Norwegian newspaper during World War II

Deutsche Zeitung in Norwegen (German Newspaper in Norway) was an Oslo-based daily newspaper published in Norway during the Second World War. It was published by the subsidiary Europa-Verlag of the Nazi-controlled Franz Eher Nachfolger, and had a circulation of about 40,000 copies. The paper served as a model for the Amsterdam-based Deutsche Zeitung in den Niederlanden.

An appreciable difference between Deutsche Zeitung in Norwegen and Deutsche Zeitung in den Niederlanden was their divergent readership; the former was predominantly read by German soldiers in Norway, whilst the latter chiefly had a civilian readership. A competing newspaper in Norway was the Wacht im Norden, that was distributed free of charge to soldiers. Towards the end of 1940, it was decided to establish an offshoot of the paper in Tromsø. Due to a lack of competent editors from Germany, the Tromsø paper was not established before February 1941. It was withal merged with Lappland-Kurier upon Finland's truce with the Soviet Union in September 1944.

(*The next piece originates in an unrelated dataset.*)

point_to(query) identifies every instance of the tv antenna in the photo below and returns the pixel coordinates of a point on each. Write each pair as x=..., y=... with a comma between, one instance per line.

According to publisher Max Amann, the editors of Deutsche Zeitung in Norwegen enjoyed more editorial freedom than the editors of newspapers in Nazi Germany. Oron Hale writes, however, that on a closer examination, the dissimilarities between the Norwegian paper and the German ones were small. Until June 1940, the Deutsche Zeitung in Norwegen was subject of military censorship by the German propaganda department in Norway. The newspaper and its offshoots were discontinued on the cease-fire in Europe on 8 May 1945.